These mountains have been in the works for a very long time. They started to rise up 480 million years ago and really hit their stride when Africa plowed into the eastern shore of North America, which, as you might imagine, wrinkled things up something fierce. Everything got folded up and pleated and shoved around, and then eroded, so that now you can find wildly different kinds of deep, rich soil in close proximity: sandstone ridges proud with pines right next to limestone soils sprouting the finest
It's just an accident of plate tectonics that the whole series of ridges and valleys runs north-south. Shitty arrangement if you're an American pioneer with your heart set on going west and displacing natives, but terrific if you're a northern species trying to contend with the ice ages. If an ice sheet is bearing down on you, it's an easy slide south down the valleys. If it retreats, you can go back, or you could just pop up-mountain and hang out in the coolth. By the time the ice ages petered out, all kinds of plants and animals had migrated to the southern Appalachians and found a home somewhere in the rumpled landscape.
The festival is in the New River Gorge area. Our pioneers named the river New because it just sort of showed up without being formally introduced on any of their maps, but it is not only not new, it's, like, the third oldest river in the world. There's a crazy amount of water in these hills. Bright, fresh water. Pure treasure.

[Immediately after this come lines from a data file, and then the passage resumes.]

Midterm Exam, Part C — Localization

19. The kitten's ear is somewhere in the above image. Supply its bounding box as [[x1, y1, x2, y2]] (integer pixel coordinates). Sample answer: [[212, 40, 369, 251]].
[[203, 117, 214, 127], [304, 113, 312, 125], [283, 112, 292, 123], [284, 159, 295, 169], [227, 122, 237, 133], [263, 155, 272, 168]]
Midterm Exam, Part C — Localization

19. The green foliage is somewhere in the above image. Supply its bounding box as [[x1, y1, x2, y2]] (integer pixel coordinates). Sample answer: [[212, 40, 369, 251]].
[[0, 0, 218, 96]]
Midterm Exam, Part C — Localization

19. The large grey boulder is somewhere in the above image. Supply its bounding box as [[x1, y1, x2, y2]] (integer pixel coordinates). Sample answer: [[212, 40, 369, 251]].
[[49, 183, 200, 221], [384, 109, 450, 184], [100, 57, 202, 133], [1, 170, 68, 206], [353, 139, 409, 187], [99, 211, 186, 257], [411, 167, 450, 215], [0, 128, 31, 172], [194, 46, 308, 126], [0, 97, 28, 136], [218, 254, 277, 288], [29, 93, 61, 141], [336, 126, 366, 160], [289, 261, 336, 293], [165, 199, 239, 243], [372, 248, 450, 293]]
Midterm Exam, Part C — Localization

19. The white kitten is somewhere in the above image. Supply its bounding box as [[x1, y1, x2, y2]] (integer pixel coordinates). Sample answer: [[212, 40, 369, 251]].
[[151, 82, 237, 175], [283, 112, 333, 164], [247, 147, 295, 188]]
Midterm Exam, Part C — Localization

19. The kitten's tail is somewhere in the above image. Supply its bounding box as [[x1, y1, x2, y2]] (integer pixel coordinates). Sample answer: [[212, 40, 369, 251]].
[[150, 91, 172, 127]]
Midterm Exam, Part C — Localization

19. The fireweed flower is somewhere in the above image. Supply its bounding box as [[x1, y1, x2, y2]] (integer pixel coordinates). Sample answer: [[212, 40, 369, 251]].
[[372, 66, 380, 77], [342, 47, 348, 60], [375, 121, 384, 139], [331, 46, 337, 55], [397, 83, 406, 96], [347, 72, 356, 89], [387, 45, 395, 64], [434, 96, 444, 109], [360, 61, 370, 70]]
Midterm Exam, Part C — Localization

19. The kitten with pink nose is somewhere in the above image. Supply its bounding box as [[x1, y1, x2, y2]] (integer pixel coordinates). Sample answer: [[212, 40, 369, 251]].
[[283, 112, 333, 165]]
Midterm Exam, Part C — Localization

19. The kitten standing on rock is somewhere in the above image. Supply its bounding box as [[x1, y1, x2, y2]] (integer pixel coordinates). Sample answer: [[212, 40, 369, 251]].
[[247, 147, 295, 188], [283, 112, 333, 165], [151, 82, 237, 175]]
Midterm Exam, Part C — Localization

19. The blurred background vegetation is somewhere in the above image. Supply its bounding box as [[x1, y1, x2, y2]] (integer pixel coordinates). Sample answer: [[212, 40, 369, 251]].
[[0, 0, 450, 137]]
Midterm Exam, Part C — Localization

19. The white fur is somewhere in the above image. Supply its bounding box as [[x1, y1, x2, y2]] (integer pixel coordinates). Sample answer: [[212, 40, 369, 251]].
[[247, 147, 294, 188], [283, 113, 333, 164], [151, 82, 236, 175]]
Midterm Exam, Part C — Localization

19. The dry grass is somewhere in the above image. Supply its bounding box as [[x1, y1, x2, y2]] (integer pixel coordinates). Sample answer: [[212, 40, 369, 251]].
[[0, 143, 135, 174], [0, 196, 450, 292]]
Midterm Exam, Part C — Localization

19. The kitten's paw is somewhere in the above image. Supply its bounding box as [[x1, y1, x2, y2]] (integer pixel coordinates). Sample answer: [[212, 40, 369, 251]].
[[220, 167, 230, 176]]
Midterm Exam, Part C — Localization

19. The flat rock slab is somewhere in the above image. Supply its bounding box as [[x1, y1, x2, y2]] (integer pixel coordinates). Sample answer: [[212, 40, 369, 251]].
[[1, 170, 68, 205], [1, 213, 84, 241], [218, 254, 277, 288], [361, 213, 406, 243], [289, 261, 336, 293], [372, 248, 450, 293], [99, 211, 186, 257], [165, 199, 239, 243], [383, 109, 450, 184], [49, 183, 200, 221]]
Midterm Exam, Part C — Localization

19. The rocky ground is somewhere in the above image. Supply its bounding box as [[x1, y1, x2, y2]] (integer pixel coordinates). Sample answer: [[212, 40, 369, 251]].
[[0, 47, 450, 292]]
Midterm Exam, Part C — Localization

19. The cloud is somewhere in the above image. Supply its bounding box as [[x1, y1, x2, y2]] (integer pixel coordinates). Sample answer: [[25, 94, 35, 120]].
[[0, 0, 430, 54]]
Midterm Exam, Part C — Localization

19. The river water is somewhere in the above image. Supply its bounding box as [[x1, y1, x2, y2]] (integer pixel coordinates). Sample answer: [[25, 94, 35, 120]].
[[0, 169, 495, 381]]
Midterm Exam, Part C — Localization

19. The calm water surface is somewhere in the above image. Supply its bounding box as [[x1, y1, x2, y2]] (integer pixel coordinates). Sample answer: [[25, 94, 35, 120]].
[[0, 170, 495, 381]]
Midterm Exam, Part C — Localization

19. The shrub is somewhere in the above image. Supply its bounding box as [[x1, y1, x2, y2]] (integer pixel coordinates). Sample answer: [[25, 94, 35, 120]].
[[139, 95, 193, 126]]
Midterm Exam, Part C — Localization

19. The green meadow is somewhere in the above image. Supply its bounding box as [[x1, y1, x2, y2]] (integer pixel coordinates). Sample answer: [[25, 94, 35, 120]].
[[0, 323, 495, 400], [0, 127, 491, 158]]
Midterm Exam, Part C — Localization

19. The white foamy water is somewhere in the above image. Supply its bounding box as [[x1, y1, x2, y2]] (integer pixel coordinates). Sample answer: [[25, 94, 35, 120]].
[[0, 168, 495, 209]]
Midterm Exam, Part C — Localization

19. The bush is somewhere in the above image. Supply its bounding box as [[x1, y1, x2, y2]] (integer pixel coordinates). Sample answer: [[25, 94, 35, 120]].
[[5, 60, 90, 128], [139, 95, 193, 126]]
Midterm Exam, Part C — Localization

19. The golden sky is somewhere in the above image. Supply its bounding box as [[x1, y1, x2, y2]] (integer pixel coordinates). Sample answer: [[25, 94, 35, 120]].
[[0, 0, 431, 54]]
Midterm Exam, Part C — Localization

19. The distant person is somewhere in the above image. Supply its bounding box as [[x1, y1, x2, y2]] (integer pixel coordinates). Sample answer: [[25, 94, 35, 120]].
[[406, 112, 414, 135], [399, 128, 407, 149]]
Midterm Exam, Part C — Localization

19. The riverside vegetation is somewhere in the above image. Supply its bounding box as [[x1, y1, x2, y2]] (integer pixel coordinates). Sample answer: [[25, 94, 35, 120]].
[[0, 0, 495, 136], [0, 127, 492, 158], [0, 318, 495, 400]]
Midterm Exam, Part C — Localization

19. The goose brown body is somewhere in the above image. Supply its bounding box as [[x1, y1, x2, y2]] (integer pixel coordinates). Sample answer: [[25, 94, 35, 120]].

One of the draws of this place for a birder is the fact that a whole sparkle-box of warblers wants to come here for Spring Break to get lucky. They're all dressed up in their finest and they're singing their fuzzy little hearts out and they're horny and they don't care who's watching, evidently. They've flown their tiny fannies all the way here from south or central America, hundreds of miles, and in many cases they have flown directly to the same tree they were in last year. Sometimes the tree isn't there. Sometimes the forest isn't there.
Sometimes the mountain isn't there.
Sometimes the whole damn range is gone. Sadly, some of the bits that got folded up in the mountains are fossilized peat bogs--coal--and the easiest way to get at it, in order to burn it all up, is to blow up the mountains and shove their carcasses into their own valleys. Sure, it's like doing neurosurgery with a broadaxe, but it's weirdly efficient, if you don't give a damn about water, or plants, or animals, or life in general. Or the future.
Charleston citizens were rightfully incensed early this year when a chemical used in coal processing ruined their drinking water. Where, they demanded, was the government entity responsible for keeping their water safe? Many of those same people have spent years fighting those same government entities because if they were truly allowed to safeguard the environment, there wouldn't be any mountaintop removal coal mining at all. And folks here want those jobs. They're justifiably proud of the generations of miners who have all worked a hell of a lot harder than any of those hippies trying to shut them down. And for all the natural treasure surrounding them, they don't have a Plan B. Coal mining is it.
Could be there won't be much more mountaintop removal in Appalachia, but it won't be because the EPA finally did their job. It will be because the coal companies have figured out they can get the stuff out cheaper in Wyoming. And they don't give a damn about the miners left stranded. They never have. Not any more than they care about the salamanders, or their own grandchildren.